El camino de la paz… en femenino
Detta Regan tiene una contagiosa energía en su visión de paz. Por su labor con Follow the Women recibió en 2002 el “International Women of Europe Award”, y fue nominada para el Premio Nobel de la Paz en la iniciativa “1000 mujeres para el Nobel” en 2005; su organización, hoy consolidada, recibe apoyos como de la Reina Rania y la princesa Basma Bint Talal, de Jordania.

Es hija de un ex militar británico, veterano de la primera guerra del Golfo, y que –según cuenta- antes de morir le pidió a Detta que trabajara por la paz: “Mi padre estaba convencido de que sólo las mujeres podríamos lograr un cambio”.
Regan tiene hoy 57 años, casi la misma edad que tenía su compatriota, la inglesa Virginia Woolf (1882-1941) cuando publicó “Tres Guineas”, un ensayo de mil páginas sobre la masculinidad de la guerra, y que escribió como respuesta a una carta que la autora feminista recibió de un hombre que hacía una singular petición a la autora:
“¿Cuándo se ha dado el caso anteriormente, -respondió Woolf- de que un hombre culto pregunte a una mujer, cuál es la manera, en su opinión, de evitar la guerra?
Ciertamente, Follow the Woman no es hoy en día la única organización femenina que busca su propia ruta para poner fin a los conflictos, o para reivindicar a las víctimas de la guerra y la violencia.
Las Mujeres de Negro, en Israel y Palestina, las mujeres católicas y protestantes que conformaron la Coalición femenina de Irlanda del Norte, la Asociación de familiares de desaparecidos y la Ruta Pacífica de las mujeres en Colombia, las Abuelas de Plaza de Mayo en Argentina, son apenas unos pocos ejemplos de iniciativas con visión de género, que están hoy en día haciendo su propio camino pacífico.
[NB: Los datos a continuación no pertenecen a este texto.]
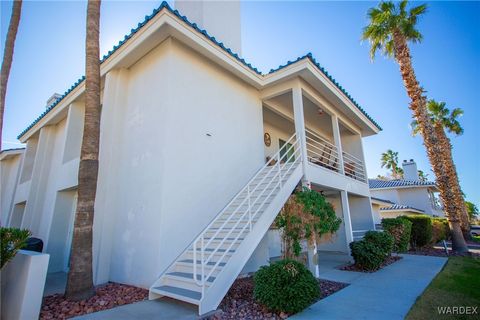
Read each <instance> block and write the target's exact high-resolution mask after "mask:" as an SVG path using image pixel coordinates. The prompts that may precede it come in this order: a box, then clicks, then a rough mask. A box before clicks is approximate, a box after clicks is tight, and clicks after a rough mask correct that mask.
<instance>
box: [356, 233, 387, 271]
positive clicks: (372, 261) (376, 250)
mask: <svg viewBox="0 0 480 320" xmlns="http://www.w3.org/2000/svg"><path fill="white" fill-rule="evenodd" d="M350 249H351V252H352V257H353V259H354V260H355V265H356V266H357V267H358V268H360V269H362V270H367V271H375V270H378V268H380V266H381V265H382V263H383V262H384V261H385V255H384V253H383V252H382V250H380V248H378V247H377V246H376V245H374V244H373V243H371V242H367V241H364V240H360V241H353V242H351V243H350Z"/></svg>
Pero a estas iniciativas las une no solamente un “alma de mujer” en sus intentos reconciliadores. Sino también y sobre todo, las une un preocupante factor común, pues prácticamente ninguno de estos movimientos ha tenido o tuvo en su momento, la oportunidad de formar parte de la diplomacia formal en la resolución de sus respectivos conflictos que “ellas”, las principales afectadas, quisieron resolver.
¿Cuándo los hombres preguntarán a una mujer su opinión para evitar las guerras?
Fue apenas a finales del año 2000 cuando el
Consejo de Seguridad aprobó la llamada “Resolución 1325”, en cuyo texto, las Naciones Unidas reconocen la importancia del creciente protagonismo femenino en la construcción de paz.
Pero no sólo eso, pues el documento acepta también una historia altamente conocida, que explica ese protagonismo: las mujeres y los niños son históricamente y hasta la fecha, los colectivos más afectados por la violencia, sea o no en situaciones de guerra o conflicto armado.
Para Marzo de 2009,
Médicos sin Fronteras liberó su informe “Vidas Destrozadas”, en el que cuenta que sólo en los lugares a donde esta organización tiene acceso, se atendieron en 2007 a casi 13 mil personas víctimas de violencia sexual, la mayoría de ellos mujeres y niños, que habían sido atacados por quienes se supone debían protegerlos: padres, parientes, vecinos, policías y soldados.
“Esta cifra se traduce en una media de 35 violaciones por día, solamente en los 127 proyectos activos de MSF, y cada víctima tiene una historia de horror (…) el daño no se puede reparar por completo, alguna consecuencia psicológica será para toda la vida”, explica el informe.
Y a pesar de que la violencia sexual ha sido utilizada históricamente como una potente, regular y eficaz “arma de guerra”, no fue sino hasta 1998 cuando el Tribunal Penal Internacional (TPI) estableció el Estatuto de Roma, y determinó que “la violación, la esclavitud sexual, la prostitución forzada, el embarazo y/o la esterilización forzados, entre otras formas de violencia sexual, serían penados como crímenes de guerra, crímenes contra la humanidad y genocidio”.